Interleukin-21 induces the differentiation of human umbilical cord blood CD34-lineage- cells into pseudomature lytic NK cells
1 Department of Gynaecology, Catholic University Medical School, Rome, Italy
2 Department of Haematology and Cell Therapy, Azienda Ospedaliera "San Camillo-Forlanini", Rome, Italy
3 Department of Haematology, Laboratory of Immunology, Catholic University Medical School, Rome, Italy
4 IRCCS San Raffaele Pisana, Rome, Italy
BMC Immunology 2009, 10:46 doi:10.1186/1471-2172-10-46Published: 27 August 2009
Umbilical cord blood (UCB) is enriched with transplantable CD34+ cells. In addition to CD34-expressing haematopoietic stem cells (HSC), human UCB contains a rare population of CD34-lineage- cells endowed with the ability to differentiate along the T/NK pathway in response to interleukin (IL)-15 and a stromal cell support. IL-21 is a crucial regulator of NK cell function, whose influence on IL-15-induced differentiation of CD34-lineage- cells has not been investigated previously. The present study was designed and conducted to address whether IL-21 might replace the stromal cell requirements and foster the IL-15-induced NK differentiation of human UCB CD34-lineage- cells.

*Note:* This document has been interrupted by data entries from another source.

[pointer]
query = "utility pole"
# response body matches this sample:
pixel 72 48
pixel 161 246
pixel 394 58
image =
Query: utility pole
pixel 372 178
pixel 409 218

CD34-lineage- cells were maintained in liquid culture with Flt3-L and SCF, with the addition of IL-15 and IL-21, either alone or in combination. Cultures were established in the absence of feeder cells or serum supplementation. Cytokine-treated cells were used to evaluate cell surface phenotype, expression of molecular determinants of lymphoid/NK cell differentiation, secretion of IFN-γ, GM-CSF, TNF-α and CCL3/MIP-1α, and cytolytic activity against NK-sensitive tumour cell targets. CD34-lineage- cells proliferated vigorously in response to IL-15 and IL-21 but not to IL-21 alone, and up-regulated phosphorylated Stat1 and Stat3 proteins. CD34-lineage- cells expanded by IL-21 in combination with IL-15 acquired lymphoid morphology and killer-cell immunoglobulin-like receptor (KIR)-CD56+CD16-/+ phenotype, consistent with pseudo-mature NK cells. IL-21/IL-15-differentiated cells expressed high levels of mRNA for Bcl-2, GATA-3 and Id2, a master switch required for NK-cell development, and harboured un-rearranged TCRγ genes. From a functional standpoint, IL-21/IL-15-treated cells secreted copious amounts of IFN-γ, GM-CSF and CCL3/MIP-1α, and expressed cell surface CD107a upon contact with NK-sensitive tumour targets, a measure of exocytosis of NK secretory granules.
This study underpins a novel role for IL-21 in the differentiation of pseudo-mature lytic NK cells in a synergistic context with IL-15, and identifies a potential strategy to expand functional NK cells for immunotherapy.